A namespace has a ResourceQuota capping requests.cpu at 8 cores. Current usage: 7 CPUs requested. You deploy a pod requesting 2 CPUs. The Deployment looks fine, the ReplicaSet exists, but no pod appears. Where do you look?

Answer `kubectl describe replicaset -n production` — the Events section shows `exceeded quota`. 7 + 2 = 9 > 8 CPU limit. The Deployment itself shows no error — you must drill down to the ReplicaSet. This multi-level indirection (Deployment -> ReplicaSet -> Pod creation failure) is a classic trap. Fix: reduce the request or increase the quota.

Takeaways

  • The debugging ladder is a sequence, not a menu. Get, Describe, Logs, Exec, Events, Node. Start at the top.

  • Describe pod, not logs, is your first stop. The Events section tells the infrastructure story — scheduling, image pulls, probes, mounts. Logs tell the application story. Infrastructure first.

  • CrashLoopBackOff exponential backoff caps at 5 minutes. The sequence: 10s, 20s, 40s, 80s, 160s, 300s. Once you fix the issue, the pod recovers on the next cycle.

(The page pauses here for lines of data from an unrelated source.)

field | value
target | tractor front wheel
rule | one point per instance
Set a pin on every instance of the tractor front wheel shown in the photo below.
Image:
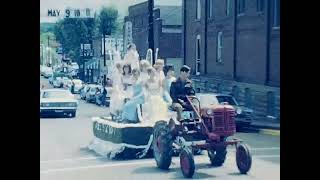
(243, 158)
(217, 156)
(187, 163)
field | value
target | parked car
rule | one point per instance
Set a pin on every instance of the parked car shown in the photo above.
(107, 99)
(244, 115)
(77, 86)
(47, 72)
(91, 94)
(57, 82)
(57, 102)
(85, 90)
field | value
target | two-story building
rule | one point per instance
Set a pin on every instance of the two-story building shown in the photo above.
(234, 46)
(167, 25)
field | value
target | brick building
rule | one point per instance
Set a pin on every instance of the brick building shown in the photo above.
(167, 31)
(234, 46)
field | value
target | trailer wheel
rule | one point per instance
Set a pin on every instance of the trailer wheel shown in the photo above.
(162, 145)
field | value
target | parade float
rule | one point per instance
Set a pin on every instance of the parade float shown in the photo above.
(119, 140)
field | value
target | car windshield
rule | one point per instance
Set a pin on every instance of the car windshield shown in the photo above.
(56, 94)
(230, 100)
(77, 82)
(93, 89)
(207, 100)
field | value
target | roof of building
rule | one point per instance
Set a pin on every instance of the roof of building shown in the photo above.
(170, 15)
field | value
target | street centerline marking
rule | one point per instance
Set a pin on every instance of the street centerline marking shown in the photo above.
(101, 157)
(175, 160)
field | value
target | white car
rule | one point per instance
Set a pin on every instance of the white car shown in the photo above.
(57, 101)
(47, 72)
(65, 81)
(77, 86)
(57, 82)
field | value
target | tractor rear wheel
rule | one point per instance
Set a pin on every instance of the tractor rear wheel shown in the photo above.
(218, 155)
(162, 145)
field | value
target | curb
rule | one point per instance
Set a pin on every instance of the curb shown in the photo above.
(270, 132)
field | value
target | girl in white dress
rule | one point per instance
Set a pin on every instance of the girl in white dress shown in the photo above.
(144, 65)
(116, 94)
(159, 64)
(156, 107)
(132, 57)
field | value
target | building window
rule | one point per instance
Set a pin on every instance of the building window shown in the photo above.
(219, 47)
(260, 5)
(198, 55)
(241, 6)
(210, 8)
(276, 13)
(228, 7)
(198, 9)
(271, 103)
(235, 92)
(248, 97)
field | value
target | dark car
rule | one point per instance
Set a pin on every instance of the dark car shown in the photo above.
(244, 115)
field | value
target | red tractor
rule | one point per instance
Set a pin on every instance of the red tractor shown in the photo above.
(204, 128)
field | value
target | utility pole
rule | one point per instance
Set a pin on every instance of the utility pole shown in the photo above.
(104, 56)
(235, 47)
(150, 33)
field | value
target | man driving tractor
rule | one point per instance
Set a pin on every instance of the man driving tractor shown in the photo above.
(179, 90)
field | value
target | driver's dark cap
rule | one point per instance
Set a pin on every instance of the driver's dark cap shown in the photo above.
(185, 68)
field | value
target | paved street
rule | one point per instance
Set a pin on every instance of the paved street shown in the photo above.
(63, 156)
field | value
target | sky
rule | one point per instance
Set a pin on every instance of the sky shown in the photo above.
(121, 5)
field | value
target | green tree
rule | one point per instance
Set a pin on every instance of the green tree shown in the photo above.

  • Exit codes above 128 mean "killed by signal." Subtract 128 to get the signal number. 137 = SIGKILL (OOMKilled). 143 = SIGTERM.

  • NetworkPolicy is default-deny once any policy selects a pod. If you add a policy that allows port 443, you've just blocked every other port — including DNS (53).

  • Requests affect scheduling. Limits affect runtime. A pod can be Pending (requests too high) even with an empty cluster, or OOMKilled (limits too low) even with plenty of node memory.